The question was, how did the rats know, because the corridor was so beautifully built and so uniform, that this was the same door as before? Obviously there was something about the door that was different from the other doors. So he painted the doors very carefully, arranging the textures on the faces of the doors exactly the same. Still the rats could tell. Then he thought maybe the rats were smelling the food, so he used chemicals to change the smell after each run. Still the rats could tell. Then he realized the rats might be able to tell by seeing the lights and the arrangement in the laboratory like any commonsense person. So he covered the corridor, and, still the rats could tell.

He finally found that they could tell by the way the floor sounded when they ran over it. And he could only fix that by putting his corridor in sand. So he covered one after another of all possible clues and finally was able to fool the rats so that they had to learn to go in the third door. If he relaxed any of his conditions, the rats could tell.
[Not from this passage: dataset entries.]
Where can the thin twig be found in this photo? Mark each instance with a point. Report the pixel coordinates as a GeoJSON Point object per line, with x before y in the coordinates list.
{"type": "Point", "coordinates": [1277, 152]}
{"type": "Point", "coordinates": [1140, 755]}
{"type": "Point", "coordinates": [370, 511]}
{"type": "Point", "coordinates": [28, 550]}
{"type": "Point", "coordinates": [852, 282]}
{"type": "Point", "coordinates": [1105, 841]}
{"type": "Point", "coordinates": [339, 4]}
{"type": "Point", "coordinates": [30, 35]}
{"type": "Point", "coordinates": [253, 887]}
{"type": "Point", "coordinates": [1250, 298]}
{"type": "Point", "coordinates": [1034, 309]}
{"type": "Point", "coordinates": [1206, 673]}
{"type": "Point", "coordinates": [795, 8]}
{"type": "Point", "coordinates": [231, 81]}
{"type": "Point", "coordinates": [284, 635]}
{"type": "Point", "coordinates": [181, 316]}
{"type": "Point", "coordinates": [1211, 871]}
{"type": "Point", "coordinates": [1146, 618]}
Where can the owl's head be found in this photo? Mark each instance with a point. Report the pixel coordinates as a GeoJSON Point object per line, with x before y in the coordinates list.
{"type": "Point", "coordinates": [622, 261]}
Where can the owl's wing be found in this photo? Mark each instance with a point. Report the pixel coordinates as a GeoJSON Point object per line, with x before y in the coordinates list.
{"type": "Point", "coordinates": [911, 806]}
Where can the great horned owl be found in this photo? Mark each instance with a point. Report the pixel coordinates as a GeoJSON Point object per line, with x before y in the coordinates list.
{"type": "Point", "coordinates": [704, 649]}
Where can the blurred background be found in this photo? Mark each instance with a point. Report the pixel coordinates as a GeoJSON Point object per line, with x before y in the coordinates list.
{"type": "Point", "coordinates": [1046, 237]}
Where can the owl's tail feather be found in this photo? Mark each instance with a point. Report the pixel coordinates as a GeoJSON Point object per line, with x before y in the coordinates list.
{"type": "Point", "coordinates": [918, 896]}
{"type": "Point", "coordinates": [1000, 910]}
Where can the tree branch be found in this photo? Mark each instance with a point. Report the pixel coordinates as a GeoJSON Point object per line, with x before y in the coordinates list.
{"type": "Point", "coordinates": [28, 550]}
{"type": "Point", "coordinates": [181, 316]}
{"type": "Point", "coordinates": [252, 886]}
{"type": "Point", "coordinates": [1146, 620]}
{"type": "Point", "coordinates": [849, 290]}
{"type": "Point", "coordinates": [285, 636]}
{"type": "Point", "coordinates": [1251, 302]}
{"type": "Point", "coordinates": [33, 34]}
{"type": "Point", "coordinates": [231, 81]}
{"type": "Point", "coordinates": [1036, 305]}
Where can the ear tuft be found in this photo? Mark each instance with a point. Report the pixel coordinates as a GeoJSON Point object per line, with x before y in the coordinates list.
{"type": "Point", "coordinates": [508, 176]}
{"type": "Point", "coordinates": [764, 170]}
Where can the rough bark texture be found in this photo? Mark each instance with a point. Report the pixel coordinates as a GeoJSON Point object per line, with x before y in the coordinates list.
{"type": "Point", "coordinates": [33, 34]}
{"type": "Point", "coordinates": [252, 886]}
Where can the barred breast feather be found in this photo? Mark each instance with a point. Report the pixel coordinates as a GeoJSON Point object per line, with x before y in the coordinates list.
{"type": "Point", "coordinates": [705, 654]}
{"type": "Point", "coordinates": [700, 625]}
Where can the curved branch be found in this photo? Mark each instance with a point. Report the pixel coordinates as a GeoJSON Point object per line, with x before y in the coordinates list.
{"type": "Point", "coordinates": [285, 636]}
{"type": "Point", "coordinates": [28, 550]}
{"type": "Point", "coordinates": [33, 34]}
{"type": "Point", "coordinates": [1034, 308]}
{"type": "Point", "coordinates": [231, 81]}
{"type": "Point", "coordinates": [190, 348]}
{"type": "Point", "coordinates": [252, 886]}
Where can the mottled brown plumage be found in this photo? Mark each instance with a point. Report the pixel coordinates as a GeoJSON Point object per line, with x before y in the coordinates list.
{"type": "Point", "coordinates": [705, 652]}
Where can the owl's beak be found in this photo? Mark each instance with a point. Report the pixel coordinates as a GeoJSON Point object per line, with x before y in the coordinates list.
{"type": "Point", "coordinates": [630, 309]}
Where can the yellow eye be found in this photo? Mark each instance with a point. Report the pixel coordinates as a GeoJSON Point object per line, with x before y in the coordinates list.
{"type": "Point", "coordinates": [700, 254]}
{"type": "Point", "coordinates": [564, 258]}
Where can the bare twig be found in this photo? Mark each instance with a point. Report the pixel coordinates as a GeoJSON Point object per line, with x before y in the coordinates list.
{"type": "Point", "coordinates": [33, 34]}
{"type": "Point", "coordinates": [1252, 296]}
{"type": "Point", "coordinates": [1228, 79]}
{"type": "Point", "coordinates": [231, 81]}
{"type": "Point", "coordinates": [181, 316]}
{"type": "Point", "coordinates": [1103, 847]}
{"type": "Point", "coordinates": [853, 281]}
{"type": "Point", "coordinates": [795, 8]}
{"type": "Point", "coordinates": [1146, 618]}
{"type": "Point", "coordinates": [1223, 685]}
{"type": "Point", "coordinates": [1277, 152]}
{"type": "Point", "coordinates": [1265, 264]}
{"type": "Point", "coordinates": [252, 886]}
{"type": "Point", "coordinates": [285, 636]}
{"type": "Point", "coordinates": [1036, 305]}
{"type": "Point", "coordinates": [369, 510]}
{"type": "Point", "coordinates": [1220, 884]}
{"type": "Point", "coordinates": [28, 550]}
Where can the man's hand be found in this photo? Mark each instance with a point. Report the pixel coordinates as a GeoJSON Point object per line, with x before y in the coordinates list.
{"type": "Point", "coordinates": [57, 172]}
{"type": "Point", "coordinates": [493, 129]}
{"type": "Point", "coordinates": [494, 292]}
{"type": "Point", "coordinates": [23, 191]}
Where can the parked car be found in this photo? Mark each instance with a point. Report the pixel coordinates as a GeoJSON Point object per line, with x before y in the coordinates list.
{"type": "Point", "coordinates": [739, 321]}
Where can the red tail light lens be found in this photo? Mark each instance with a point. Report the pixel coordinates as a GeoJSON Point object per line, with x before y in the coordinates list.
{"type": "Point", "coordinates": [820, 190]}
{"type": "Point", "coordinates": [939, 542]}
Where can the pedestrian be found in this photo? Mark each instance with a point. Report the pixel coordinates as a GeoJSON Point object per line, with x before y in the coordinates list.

Now, from a scientific standpoint, that is an A‑Number‑l experiment. That is the experiment that makes rat‑running experiments sensible, because it uncovers the clues that the rat is really using—not what you think it’s using. And that is the experiment that tells exactly what conditions you have to use in order to be careful and control everything in an experiment with rat‑running.

I looked into the subsequent history of this research. The subsequent experiment, and the one after that, never referred to Mr. Young. They never used any of his criteria of putting the corridor on sand, or being very careful. They just went right on running rats in the same old way, and paid no attention to the great discoveries of Mr. Young, and his papers are not referred to, because he didn’t discover anything about the rats. In fact, he discovered all the things you have to do to discover something about rats. But not paying attention to experiments like that is a characteristic of Cargo Cult Science.

[-][anonymous]20

Ironically, the actual study by Mr. Young and his identity seem to be a bit of a mystery. H/t Gwern.

That's hilarious, and a little sad!

Sorry Mr. Feynman, we couldn't replicate your memories.